Written by René Hol
Many SME manufacturing industries in Western Europe are facing a challenging question: what the effects of the recent developments on the stock markets will mean for our globally operating company for the medium-term future. For 2019, there are still a lot of good outstanding purchases by customers. How long will this last? Most products delivered by discrete manufacturers are investment goods for their customers. Therefore, the demand for the offered products and services highly depends on the economic developments. Through watching recent purchase managers indexes, we may expect at least a decrease of orders and pressure on prices as of the 2nd half of 2019. How can you prepare yourself optimally for this situation?
For management of manufacturing SMEs, it is worth to consider a redirection of the planned innovation and improvement projects for 2019 and 2020. Today, most companies are in a healthy financial position.

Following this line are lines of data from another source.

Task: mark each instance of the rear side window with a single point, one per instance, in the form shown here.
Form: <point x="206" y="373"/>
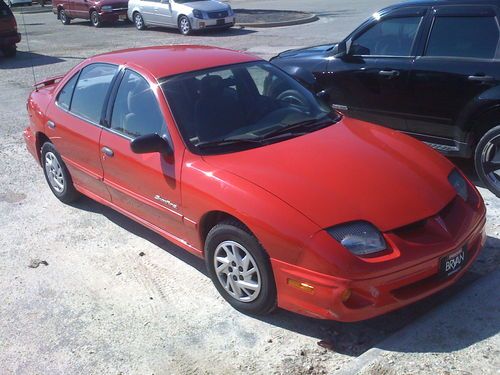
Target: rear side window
<point x="64" y="97"/>
<point x="473" y="37"/>
<point x="391" y="37"/>
<point x="136" y="111"/>
<point x="90" y="91"/>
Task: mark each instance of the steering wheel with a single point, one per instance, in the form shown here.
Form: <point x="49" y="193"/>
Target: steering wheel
<point x="293" y="97"/>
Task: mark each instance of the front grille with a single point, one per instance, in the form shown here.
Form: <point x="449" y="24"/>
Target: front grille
<point x="222" y="14"/>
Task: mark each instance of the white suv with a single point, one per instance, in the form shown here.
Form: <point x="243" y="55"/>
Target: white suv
<point x="186" y="15"/>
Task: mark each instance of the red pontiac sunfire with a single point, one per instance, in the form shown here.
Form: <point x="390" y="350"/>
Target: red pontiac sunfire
<point x="290" y="203"/>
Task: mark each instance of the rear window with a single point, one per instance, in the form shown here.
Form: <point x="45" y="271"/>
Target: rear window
<point x="473" y="37"/>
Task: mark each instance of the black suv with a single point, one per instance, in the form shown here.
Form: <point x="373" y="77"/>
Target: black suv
<point x="427" y="68"/>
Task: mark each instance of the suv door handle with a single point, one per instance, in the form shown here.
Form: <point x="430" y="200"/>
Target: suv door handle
<point x="481" y="78"/>
<point x="107" y="151"/>
<point x="389" y="73"/>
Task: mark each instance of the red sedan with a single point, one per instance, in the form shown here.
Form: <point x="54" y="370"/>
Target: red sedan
<point x="290" y="203"/>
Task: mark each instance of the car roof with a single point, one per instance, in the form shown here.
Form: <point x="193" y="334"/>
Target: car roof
<point x="164" y="61"/>
<point x="442" y="2"/>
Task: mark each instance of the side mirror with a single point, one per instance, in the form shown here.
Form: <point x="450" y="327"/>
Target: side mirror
<point x="149" y="143"/>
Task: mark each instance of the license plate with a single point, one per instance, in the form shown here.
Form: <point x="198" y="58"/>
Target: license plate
<point x="453" y="263"/>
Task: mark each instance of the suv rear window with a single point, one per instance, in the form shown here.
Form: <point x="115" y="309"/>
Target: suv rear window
<point x="4" y="10"/>
<point x="474" y="37"/>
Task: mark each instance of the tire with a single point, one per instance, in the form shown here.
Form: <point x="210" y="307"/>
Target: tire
<point x="139" y="21"/>
<point x="487" y="160"/>
<point x="95" y="19"/>
<point x="10" y="51"/>
<point x="57" y="175"/>
<point x="184" y="25"/>
<point x="223" y="241"/>
<point x="65" y="20"/>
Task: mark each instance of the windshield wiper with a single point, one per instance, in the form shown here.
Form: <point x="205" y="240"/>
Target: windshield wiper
<point x="298" y="125"/>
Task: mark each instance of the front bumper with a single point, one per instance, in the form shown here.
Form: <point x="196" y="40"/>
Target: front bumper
<point x="10" y="40"/>
<point x="201" y="24"/>
<point x="325" y="295"/>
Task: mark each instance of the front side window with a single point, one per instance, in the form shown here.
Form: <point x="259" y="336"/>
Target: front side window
<point x="136" y="111"/>
<point x="391" y="37"/>
<point x="473" y="37"/>
<point x="244" y="105"/>
<point x="90" y="91"/>
<point x="65" y="95"/>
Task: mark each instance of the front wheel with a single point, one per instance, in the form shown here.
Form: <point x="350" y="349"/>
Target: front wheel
<point x="184" y="25"/>
<point x="240" y="268"/>
<point x="487" y="160"/>
<point x="57" y="175"/>
<point x="139" y="21"/>
<point x="95" y="19"/>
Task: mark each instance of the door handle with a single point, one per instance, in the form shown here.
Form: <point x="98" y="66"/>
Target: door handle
<point x="107" y="151"/>
<point x="389" y="73"/>
<point x="481" y="78"/>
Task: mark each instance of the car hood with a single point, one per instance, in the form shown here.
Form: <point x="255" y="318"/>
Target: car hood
<point x="309" y="51"/>
<point x="206" y="6"/>
<point x="349" y="171"/>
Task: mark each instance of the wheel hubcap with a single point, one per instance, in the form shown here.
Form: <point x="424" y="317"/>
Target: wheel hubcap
<point x="54" y="172"/>
<point x="490" y="160"/>
<point x="237" y="271"/>
<point x="185" y="25"/>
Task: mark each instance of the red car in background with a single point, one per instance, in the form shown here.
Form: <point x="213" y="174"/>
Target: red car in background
<point x="97" y="11"/>
<point x="290" y="203"/>
<point x="9" y="36"/>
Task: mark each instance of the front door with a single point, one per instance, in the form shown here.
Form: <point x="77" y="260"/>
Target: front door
<point x="457" y="65"/>
<point x="74" y="125"/>
<point x="372" y="79"/>
<point x="146" y="186"/>
<point x="163" y="13"/>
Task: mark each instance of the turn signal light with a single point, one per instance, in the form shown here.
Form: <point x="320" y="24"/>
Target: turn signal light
<point x="302" y="286"/>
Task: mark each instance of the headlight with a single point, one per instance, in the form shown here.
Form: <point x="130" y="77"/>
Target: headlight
<point x="360" y="238"/>
<point x="198" y="13"/>
<point x="459" y="184"/>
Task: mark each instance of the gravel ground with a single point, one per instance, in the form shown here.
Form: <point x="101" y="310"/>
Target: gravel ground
<point x="97" y="306"/>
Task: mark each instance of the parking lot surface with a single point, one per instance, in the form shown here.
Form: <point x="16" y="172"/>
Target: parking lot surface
<point x="85" y="290"/>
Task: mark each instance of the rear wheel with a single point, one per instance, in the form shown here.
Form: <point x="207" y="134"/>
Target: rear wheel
<point x="65" y="20"/>
<point x="240" y="268"/>
<point x="487" y="160"/>
<point x="9" y="51"/>
<point x="95" y="19"/>
<point x="57" y="174"/>
<point x="139" y="21"/>
<point x="184" y="25"/>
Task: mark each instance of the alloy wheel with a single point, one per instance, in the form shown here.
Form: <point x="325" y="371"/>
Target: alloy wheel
<point x="490" y="160"/>
<point x="54" y="172"/>
<point x="237" y="271"/>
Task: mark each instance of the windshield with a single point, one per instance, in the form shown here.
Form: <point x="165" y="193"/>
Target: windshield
<point x="235" y="107"/>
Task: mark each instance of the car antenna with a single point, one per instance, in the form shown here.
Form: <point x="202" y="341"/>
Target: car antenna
<point x="29" y="49"/>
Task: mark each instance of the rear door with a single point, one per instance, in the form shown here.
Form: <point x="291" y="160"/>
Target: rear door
<point x="373" y="78"/>
<point x="457" y="65"/>
<point x="75" y="123"/>
<point x="144" y="185"/>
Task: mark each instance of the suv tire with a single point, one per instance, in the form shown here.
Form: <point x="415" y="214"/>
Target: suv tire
<point x="487" y="160"/>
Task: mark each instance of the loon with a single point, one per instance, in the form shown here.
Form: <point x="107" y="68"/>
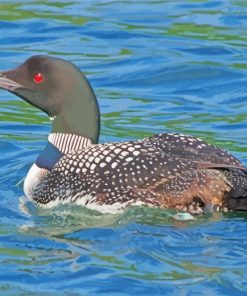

In 2019, a substantial budget is freed up for investments but people in the organization are already fully occupied with their regular duties. So, what to do?
Companies can focus on projects with short-term gains to make the company competitive, but also fit and agile for the next economic dip. Disruptive long-term programs can be approached with characteristics of continuous improvement to already benefit from the investment in the short term. Concepts like lean manufacturing and Quick Response Manufacturing can give some useful guidance. It is also important to seriously consider saving cash. Instead of projects with a high cash burning rate on a lot of consultancy effort, management could consider modern, more clever approaches to obtain improvements with less costs.